CS5414 (Fall 2012) Homework 4
Replication Architectures
Due: 11pm, 10/15/2012
Relative weight: 10 units
General Instructions.
You are expected to work alone on this assignment.
Submit your solution using CMS.
No late assignments will be accepted.
To facilitate grading, format your solutions as follows.
-
Put your name and net id on each page of your solution.
-
Typeset your solution, using 10 point or larger font and use 8.5 x 11 inch paper.
-
Use at most one page (both sides, if necessary) for each problem.
-
Start each problem's solution on a separate side.
Solutions that do not satisfy the formatting guidelines will be
returned, ungraded.
Problem 1
A stage is a process that, repeatedly,
receives a single input value,
applies a function to that value,
and then sends the result.
DO FOREVER
RECEIVE v FROM input
val := F(v)
SEND val TO output
END
Here, F(v) denotes a function evaluation
in the mathematical sense---the value of F(v) is unique,
depending only on v and not on other state or history.

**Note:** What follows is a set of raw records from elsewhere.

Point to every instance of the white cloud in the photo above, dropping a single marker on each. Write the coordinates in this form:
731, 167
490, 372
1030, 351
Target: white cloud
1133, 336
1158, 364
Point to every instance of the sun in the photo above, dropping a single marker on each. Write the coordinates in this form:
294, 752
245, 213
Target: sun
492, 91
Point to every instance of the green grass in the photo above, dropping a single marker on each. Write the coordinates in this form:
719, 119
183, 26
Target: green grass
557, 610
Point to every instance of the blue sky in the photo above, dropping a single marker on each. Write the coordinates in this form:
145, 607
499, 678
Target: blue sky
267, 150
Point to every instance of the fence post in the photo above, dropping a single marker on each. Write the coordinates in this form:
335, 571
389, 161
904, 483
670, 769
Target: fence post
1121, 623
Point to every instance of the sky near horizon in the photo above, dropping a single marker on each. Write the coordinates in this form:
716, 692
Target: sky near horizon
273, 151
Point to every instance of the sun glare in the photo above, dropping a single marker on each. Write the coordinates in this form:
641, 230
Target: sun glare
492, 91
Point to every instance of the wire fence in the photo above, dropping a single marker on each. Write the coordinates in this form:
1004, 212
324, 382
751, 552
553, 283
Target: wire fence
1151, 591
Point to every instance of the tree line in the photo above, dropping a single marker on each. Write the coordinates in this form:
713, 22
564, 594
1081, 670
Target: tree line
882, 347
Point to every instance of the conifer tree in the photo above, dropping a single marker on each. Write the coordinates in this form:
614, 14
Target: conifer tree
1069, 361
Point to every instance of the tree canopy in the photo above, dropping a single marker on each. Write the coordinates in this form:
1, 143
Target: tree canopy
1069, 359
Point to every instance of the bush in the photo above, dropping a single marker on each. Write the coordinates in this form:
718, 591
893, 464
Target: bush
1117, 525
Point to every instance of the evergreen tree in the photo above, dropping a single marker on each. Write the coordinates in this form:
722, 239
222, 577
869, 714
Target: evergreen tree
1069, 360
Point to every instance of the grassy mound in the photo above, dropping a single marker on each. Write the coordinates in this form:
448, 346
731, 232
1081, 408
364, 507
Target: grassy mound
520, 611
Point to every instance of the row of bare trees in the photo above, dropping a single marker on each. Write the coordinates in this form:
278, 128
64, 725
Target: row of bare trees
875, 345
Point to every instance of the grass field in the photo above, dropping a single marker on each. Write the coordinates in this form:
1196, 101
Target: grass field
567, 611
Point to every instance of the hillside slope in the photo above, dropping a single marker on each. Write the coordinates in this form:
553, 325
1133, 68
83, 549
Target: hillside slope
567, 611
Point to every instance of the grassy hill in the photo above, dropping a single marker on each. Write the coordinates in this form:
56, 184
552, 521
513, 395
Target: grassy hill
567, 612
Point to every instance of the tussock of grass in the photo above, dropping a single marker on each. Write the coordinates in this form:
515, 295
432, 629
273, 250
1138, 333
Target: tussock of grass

So each output sent by a stage is completely independent of previous inputs
it has read and processed.
Given is a collection of stages S_1, S_2, ..., S_N,
where each stage potentially employs a different function for F.
We can construct a
stage pipeline
S_1 | S_2 | ... | S_n
by routing the output of each stage to the input of another,
in a linear fashion.
In particular. we connect the outputs stream from each stage S_i
(where i < N holds)
to the inputs stream to another stage S_{i+1}.

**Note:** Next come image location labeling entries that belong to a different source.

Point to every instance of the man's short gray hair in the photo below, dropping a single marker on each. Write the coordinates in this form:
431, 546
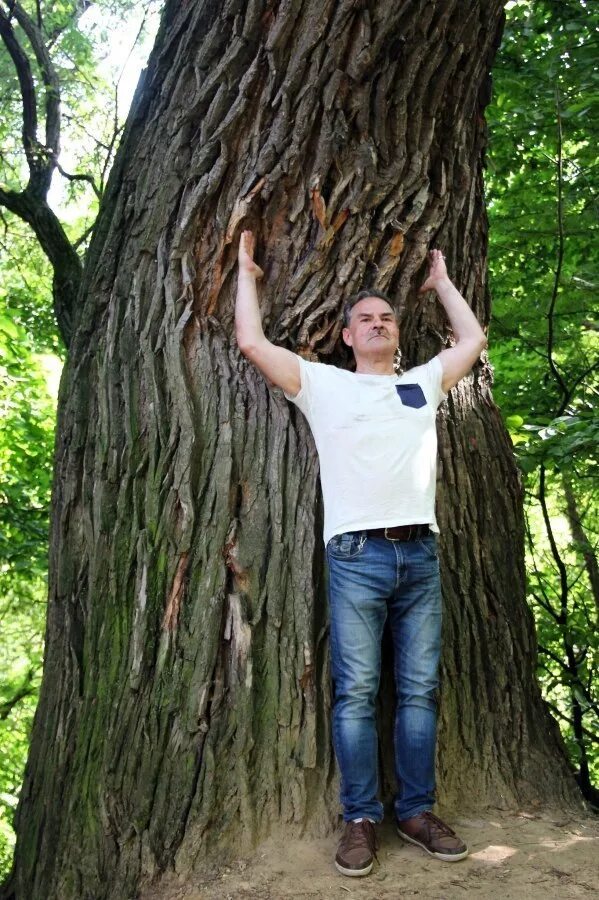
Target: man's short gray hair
362, 295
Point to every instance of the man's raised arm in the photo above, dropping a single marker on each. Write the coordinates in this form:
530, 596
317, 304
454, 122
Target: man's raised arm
470, 338
277, 364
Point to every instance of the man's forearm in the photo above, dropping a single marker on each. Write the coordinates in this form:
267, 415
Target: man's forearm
464, 323
248, 321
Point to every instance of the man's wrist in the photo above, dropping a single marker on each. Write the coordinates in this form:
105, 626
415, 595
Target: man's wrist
442, 285
246, 275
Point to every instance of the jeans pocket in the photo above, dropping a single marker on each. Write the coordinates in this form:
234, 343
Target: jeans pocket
347, 545
429, 545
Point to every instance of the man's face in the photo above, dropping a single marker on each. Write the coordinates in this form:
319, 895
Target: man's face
372, 328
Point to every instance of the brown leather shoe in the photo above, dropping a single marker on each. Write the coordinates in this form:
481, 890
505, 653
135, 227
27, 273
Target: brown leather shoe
438, 839
357, 848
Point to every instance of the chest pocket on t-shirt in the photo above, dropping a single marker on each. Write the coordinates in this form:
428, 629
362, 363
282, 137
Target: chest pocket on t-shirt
411, 395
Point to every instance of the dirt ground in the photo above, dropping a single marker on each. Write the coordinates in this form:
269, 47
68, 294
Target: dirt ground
521, 856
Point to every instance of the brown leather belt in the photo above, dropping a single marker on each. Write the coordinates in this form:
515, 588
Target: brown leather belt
401, 532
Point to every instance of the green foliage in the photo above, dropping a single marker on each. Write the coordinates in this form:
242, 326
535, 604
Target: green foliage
542, 185
27, 411
81, 38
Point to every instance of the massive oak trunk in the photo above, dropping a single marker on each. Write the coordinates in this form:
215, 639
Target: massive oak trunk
185, 700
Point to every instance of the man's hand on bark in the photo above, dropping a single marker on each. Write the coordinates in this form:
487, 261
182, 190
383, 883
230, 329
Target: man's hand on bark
437, 272
247, 243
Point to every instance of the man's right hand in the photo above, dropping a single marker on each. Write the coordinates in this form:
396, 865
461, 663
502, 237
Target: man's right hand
247, 244
278, 364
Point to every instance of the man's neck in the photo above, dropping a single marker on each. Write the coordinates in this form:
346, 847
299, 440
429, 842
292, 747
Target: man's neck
375, 367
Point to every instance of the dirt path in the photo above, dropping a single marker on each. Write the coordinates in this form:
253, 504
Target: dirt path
524, 856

The inputs stream for the stage pipeline is defined to be the inputs stream to the first
stage S_1;
the outputs stream from the stage pipeline is defined to be the outputs stream from the
last stage S_N.
-
A causal message logging approach is being considered for
implementing fault-tolerance of a stage pipeline comprising N stages.
Assume Lamport's "happens before" relation is used to define causality for this system.

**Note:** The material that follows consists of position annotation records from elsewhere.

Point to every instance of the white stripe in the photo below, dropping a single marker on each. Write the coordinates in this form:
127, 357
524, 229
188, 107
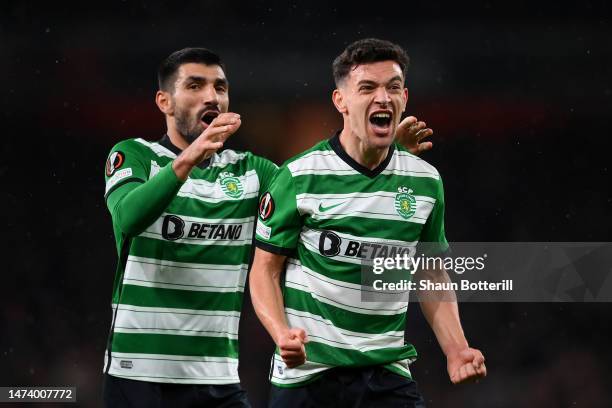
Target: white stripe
343, 295
375, 205
212, 325
210, 227
175, 332
175, 369
403, 366
369, 247
227, 314
320, 162
218, 159
323, 331
226, 157
186, 276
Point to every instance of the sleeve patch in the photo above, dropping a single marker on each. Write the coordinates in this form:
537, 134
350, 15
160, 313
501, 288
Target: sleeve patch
114, 162
119, 175
263, 231
266, 206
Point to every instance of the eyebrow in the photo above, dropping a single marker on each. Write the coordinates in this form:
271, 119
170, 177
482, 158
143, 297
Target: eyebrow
200, 79
370, 82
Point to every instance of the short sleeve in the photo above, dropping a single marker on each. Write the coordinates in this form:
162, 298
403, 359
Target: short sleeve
433, 236
124, 163
279, 222
266, 170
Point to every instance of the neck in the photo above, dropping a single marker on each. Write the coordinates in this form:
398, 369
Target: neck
367, 156
176, 138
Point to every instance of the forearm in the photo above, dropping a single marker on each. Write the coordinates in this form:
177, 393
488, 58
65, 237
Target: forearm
135, 206
442, 314
266, 293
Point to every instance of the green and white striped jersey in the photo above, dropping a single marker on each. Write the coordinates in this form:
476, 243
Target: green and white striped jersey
179, 284
328, 213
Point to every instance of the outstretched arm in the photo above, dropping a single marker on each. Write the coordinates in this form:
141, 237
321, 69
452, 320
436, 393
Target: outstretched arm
267, 299
463, 363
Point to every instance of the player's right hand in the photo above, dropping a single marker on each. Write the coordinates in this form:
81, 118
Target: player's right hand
291, 346
213, 136
211, 140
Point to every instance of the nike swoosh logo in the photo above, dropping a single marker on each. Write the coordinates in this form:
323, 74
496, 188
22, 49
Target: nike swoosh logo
323, 209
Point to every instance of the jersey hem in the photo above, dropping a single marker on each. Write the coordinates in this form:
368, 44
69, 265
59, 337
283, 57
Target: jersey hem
229, 380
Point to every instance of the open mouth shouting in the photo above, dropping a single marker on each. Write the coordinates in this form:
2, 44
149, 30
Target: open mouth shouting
380, 122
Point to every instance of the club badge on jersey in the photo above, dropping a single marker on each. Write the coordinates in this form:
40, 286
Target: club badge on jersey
114, 162
266, 206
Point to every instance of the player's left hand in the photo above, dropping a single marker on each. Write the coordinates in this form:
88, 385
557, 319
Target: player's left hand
411, 132
466, 365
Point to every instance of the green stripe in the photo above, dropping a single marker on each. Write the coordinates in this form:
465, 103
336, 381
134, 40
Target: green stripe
178, 252
180, 299
174, 345
209, 174
322, 353
358, 183
342, 318
192, 207
397, 371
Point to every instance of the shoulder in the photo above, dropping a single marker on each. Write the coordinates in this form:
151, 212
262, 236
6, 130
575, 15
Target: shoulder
408, 162
141, 148
308, 160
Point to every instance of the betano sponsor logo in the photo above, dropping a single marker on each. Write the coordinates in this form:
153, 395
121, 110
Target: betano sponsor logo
174, 227
330, 245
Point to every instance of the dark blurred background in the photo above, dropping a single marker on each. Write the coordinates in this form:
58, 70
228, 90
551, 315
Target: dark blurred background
519, 97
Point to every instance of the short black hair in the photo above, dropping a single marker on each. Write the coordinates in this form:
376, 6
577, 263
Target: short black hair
366, 51
166, 73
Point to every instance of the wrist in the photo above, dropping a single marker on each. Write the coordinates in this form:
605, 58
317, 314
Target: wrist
182, 167
452, 350
278, 333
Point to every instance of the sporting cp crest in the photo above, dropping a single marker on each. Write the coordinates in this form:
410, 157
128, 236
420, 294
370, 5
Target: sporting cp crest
231, 186
405, 203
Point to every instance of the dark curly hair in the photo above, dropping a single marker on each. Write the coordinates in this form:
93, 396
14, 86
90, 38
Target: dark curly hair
366, 51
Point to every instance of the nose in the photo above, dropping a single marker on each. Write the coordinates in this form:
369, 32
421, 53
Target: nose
382, 96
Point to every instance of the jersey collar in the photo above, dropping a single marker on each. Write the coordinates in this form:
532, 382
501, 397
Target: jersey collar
165, 141
371, 173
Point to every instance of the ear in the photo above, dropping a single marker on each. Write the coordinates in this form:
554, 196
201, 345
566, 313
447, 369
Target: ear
338, 100
164, 102
405, 98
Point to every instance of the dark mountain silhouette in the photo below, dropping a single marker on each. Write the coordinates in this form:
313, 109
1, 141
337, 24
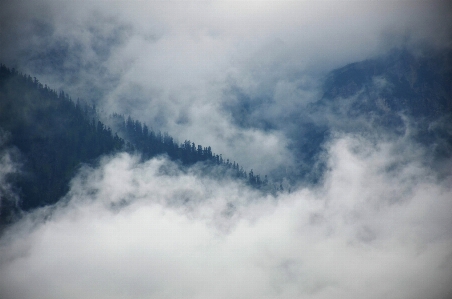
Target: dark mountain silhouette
397, 93
54, 135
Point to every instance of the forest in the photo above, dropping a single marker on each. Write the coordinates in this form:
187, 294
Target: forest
51, 136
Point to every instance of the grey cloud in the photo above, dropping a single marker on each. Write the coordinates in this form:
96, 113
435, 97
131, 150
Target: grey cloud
127, 229
172, 64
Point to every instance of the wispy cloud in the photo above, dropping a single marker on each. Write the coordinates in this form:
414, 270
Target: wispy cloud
173, 64
379, 224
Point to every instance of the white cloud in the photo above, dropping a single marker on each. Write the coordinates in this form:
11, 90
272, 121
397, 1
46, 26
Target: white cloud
170, 63
378, 226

Describe the set of messages whose determinants must be logged by S_N
when it reads the kth input from its input channel.
-
Assume that a complete semantic characterization for causality in this system
is available and being employed by causal logging protocols.
(By thinking about the logic of the system you should be able to
derive such a characterization.)
Describe the set of messages whose determinants must be logged by S_N
when it reads the kth input from its input channel.
Problem 2
Replication and masking can be employed to create an
ensemble that has the same input/output
properties as a single stage but can tolerate as many as t stage replicas
that exhibit Byzantine behavior, as follows.
-
Create 2t+1 replicas of the stage, running each replica on a separate processor.
-
Use a suitable "consensus protocol" to ensure that all stage
replicas receive identical copies of their inputs stream.
-
Employ a 2t+1 input voter to generate the outputs stream from the
2t+1 replica ensemble of the stages.
Specifically, the outputs stream of each replica is connected to
a different one of the voter's inputs;
the ensemble's outputs stream is the stream of outputs that the voter then produces.
You may assume that the "consensus protocol"
never fails given and that no voter ever fails.
Here are two possible approaches for using replication to create a reliable
N-stage pipeline.
-
For each stage S_i, create an ensemble by
using the construction outlined above.
Then, connect these ensembles in sequence.
Thus, the voter output from each ensemble (except the last)
is read by the consensus protocol and
becomes the inputs sequence
to the replicas comprising the ensemble for successor stage S_{i+1}.
-
A stage pipeline SP viewed in toto has a
single inputs sequence and a single outputs sequence, so it can
itself be considered to be a single (large) stage.
Construct 2t+1 replicas SP_1, SP_2, ..., SP_N of stage pipeline SP, by
using the construction outlined above.
Thus, this new system has (only) a single voter,
which generates the outputs stream based on the outputs stream produced
by each of the 2t+1 stage pipeline replicas.
For both architectures, assume that processors executing pipeline stages can exhibit
Byzantine failures but assume that voters, communication lines, etc are fault-free
-
Characterize the sets of failures each architecture tolerates, as follows.
What is the smallest number of faulty processors that could cause erroneous output?
What is the largest number of faulty processors
that could be tolerated without necessarily causing erroneous output?
-
The delay in a stage pipeline is the time that elapses
from when an input is read by
the first stage until the corresponding output is produced by the last stage.
Give a characterization of the
delay exhibited by each of
the two architectures when there are no failures but
assuming that each different processor might run at some fixed but different speed.
Is one architecture likely to be faster than the other?
Justify this claim.